Problems with muscles, connective tissue and bones

Entrectinib, in particular, seems to create struggles with muscles and bones. One ROS1der has found that stretching every morning and easing slowly into activities is a small change that helped her avoid further injuries. Still, problems should be reported to your doctor for care. 

Side Effects Requiring Medical Management

Don't try to manage these serious side effects alone

High Cholesterol (common with lorlatinib)

Patients on lorlatinib should have their cholesterol monitored regularly.  Sometimes, dietary changes can help lower cholesterol, but often patients need to take a statin or other medication to bring levels into a normal range. 

 

Liver Problems (can happen on crizotinib, entrectinib, or lorlatinib)

This side effect would be noted in blood work during a regular oncology appointment. If your liver enzymes are elevated, your doctor may ask you to stop taking your TKI for a few days or weeks and then resume at a reduced dose. Some patients need to find alternative treatments. It may be best to reduce or eliminate alcohol consumption to reduce strain on the liver. In some cases, a different TKI might be better tolerated. 

 

Low Testosterone, or Low T, in Men (primarily crizotinib)

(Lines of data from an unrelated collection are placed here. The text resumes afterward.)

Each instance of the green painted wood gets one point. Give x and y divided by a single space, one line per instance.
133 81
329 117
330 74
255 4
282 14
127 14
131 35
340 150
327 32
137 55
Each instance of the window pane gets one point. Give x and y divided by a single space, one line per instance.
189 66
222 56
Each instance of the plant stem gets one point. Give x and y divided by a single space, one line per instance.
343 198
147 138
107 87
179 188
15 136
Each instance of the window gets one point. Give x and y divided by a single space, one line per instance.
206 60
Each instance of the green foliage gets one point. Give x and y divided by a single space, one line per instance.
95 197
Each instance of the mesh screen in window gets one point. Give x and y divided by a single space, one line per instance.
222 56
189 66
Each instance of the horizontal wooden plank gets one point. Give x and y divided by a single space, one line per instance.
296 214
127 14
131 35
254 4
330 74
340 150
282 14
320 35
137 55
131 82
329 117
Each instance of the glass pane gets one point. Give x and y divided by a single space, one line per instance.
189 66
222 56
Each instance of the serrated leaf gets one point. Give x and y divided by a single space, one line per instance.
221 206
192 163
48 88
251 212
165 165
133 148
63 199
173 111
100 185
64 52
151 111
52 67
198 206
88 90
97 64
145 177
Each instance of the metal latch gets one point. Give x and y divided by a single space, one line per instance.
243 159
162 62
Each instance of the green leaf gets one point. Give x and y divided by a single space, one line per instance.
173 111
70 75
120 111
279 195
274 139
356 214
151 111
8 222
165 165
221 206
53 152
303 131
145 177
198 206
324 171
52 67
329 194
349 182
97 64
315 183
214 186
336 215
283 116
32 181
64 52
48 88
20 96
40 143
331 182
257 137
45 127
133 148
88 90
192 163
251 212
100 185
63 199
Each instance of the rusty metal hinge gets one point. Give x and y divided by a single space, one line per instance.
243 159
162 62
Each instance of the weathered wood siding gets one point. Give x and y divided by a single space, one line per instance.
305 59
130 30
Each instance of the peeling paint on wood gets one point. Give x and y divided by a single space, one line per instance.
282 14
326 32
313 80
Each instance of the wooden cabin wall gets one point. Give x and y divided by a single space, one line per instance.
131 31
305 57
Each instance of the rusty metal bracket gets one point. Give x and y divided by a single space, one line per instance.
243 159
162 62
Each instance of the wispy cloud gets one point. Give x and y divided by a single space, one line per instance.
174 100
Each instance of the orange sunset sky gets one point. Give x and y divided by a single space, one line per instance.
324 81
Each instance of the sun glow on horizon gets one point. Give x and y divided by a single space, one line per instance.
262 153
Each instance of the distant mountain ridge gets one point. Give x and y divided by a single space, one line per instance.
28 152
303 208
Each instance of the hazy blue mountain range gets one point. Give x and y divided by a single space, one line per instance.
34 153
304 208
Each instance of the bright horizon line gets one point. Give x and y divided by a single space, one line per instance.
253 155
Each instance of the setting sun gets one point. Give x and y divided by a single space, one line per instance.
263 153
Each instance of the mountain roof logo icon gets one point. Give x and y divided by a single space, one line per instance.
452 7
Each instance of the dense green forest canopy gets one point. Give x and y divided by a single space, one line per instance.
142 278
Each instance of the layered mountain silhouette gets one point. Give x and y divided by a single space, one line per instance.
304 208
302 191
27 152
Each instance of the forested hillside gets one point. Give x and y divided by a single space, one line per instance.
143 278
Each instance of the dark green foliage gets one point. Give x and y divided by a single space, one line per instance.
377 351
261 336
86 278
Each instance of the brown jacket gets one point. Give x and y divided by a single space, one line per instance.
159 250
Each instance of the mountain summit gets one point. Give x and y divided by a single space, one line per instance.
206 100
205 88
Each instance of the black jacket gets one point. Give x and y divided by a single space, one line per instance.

Low testosterone in men can affect mood, energy, sleep, and erectile dysfunction. If you are experiencing any of these systems, ask your care team if a prescription for a testosterone replacement medication like Androgel would help. 

 

Elevated Creatinine 

This reflects a strain on the kidneys, but might just be due to dehydration. Your oncologist can tell you whether your creatinine level is a concern and whether a consultation with a nephrologist (kidney specialist) would be helpful.